De zuigkracht van Napels
Na het eerste deel, over de vriendschap tussen twee geniale vriendinnen, zet Elena Ferrante in deel 2 van haar Napolitaanse romans het gevecht tussen Lila en Elena, tussen zelfverwerkelijking en zelfvernietiging, verder op scherp.
De nieuwe achternaam
De Napolitaanse romans 2: adolescentie
Ze schreef eerst drie tamelijk overzichtelijke romans, overzichtelijk qua omvang en intrige. Vooral De verborgen dochter (2008) maakte indruk; het drama van autonomie versus afhankelijkheid kreeg onvergetelijk vorm in het verhaal van de 47-jarige wetenschapster alleen op strandvakantie, evenzeer geïrriteerd als jaloers vanwege omringend familiegedoe. Maar ook Dagen van verlating (2002) is een tour de force, een pijnlijk woedend boek waarin Ferrante de figuur van de verlaten vrouw een ongekende agressie inblaast, zozeer dat ik er ook keihard om moest lachen. ‘Maar nu ben ik bijna veertig’, overdenkt de vertelster, ‘iets zal ik toch wel hebben geleerd.’ Maar nee, van die ‘obsessieve wijfjeszorgen’ ben je kennelijk niet zomaar verlost.

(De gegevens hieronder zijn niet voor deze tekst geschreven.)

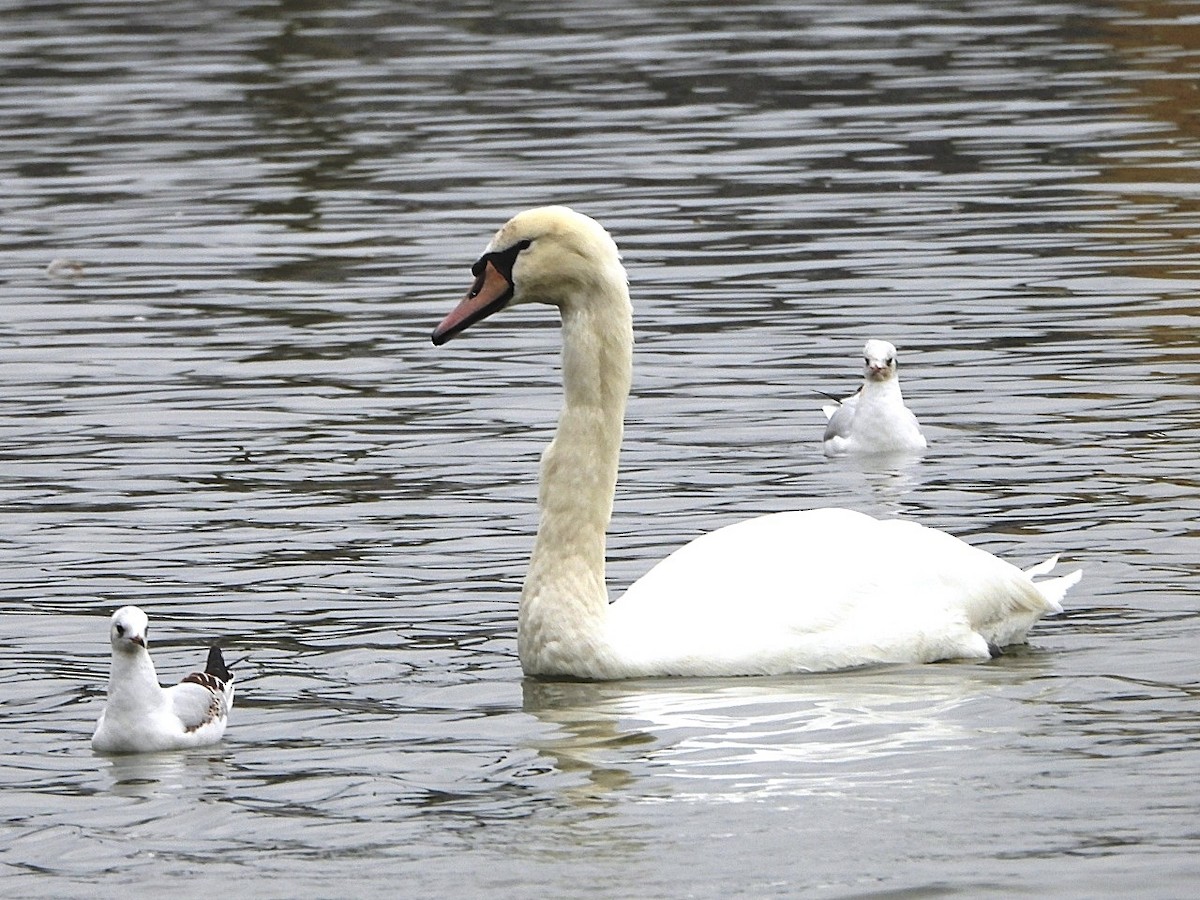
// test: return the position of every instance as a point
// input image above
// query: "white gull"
(144, 717)
(874, 419)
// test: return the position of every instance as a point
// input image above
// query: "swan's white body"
(874, 419)
(144, 717)
(793, 592)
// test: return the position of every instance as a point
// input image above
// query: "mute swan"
(874, 419)
(144, 717)
(791, 592)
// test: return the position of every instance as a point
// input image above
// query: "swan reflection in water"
(738, 739)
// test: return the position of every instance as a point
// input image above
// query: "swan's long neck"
(564, 601)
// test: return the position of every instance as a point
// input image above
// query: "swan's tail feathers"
(1054, 589)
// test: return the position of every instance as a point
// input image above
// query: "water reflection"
(232, 418)
(856, 732)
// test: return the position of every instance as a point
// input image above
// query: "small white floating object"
(874, 419)
(144, 717)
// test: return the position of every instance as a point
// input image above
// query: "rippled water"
(232, 417)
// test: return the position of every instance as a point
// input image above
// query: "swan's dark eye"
(501, 259)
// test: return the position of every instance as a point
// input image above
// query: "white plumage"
(142, 715)
(793, 592)
(874, 419)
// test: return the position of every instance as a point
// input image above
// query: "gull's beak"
(490, 293)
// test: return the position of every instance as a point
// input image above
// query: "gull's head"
(129, 630)
(547, 255)
(879, 360)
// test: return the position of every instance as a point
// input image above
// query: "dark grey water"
(232, 417)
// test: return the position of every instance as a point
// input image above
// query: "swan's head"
(547, 255)
(129, 630)
(879, 360)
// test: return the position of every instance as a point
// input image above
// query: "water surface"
(231, 414)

Ik had aanvankelijk wat moeite met de Napolitaanse romans van Elena Ferrante, waarvan deze week het tweede deel in vertaling verschijnt. Gewoon, vanwege de dikte, en het intimiderende namenschema dat in het begin wordt afgedrukt als handreiking aan de lezer. En vanwege het idee dat er vier in totaal zouden verschijnen. In de negentiende en begin twintigste eeuw leek de dikke roman een uitgelezen vorm; de uitgesponnen verteltrant paste bij de slepende hartstochten, de onbekende levens, de verkennende psychologie van de familiekroniek. Dikke romans nú zijn vaak streekromans of soap-opera’s, en iets van dat ouderwets sociaal-realistische kleeft ook wel aan de Napolitaanse romans. Na dit deel, De nieuwe achternaam, waarin Ferrante in bijna vijfhonderd bladzijden de ontwikkeling van de vriendschap tussen Lila en Elena beschrijft tussen hun zestiende en 23ste levensjaar – een deel dat ik bij het lezen van de slotzin dichtsloeg met een luid en welgemeend ‘Jezus!’ – snap ik het echter. En kan ik met terugwerkende kracht het eerste deel, De geniale vriendin, over de kinderjaren en de puberteit van Lila en Elena, des te meer op waarde schatten. Niet veel schrijvers houden het vol om zowel breedvoerig als intens te zijn, kabbelend en explosief, maar Ferrante lukt het.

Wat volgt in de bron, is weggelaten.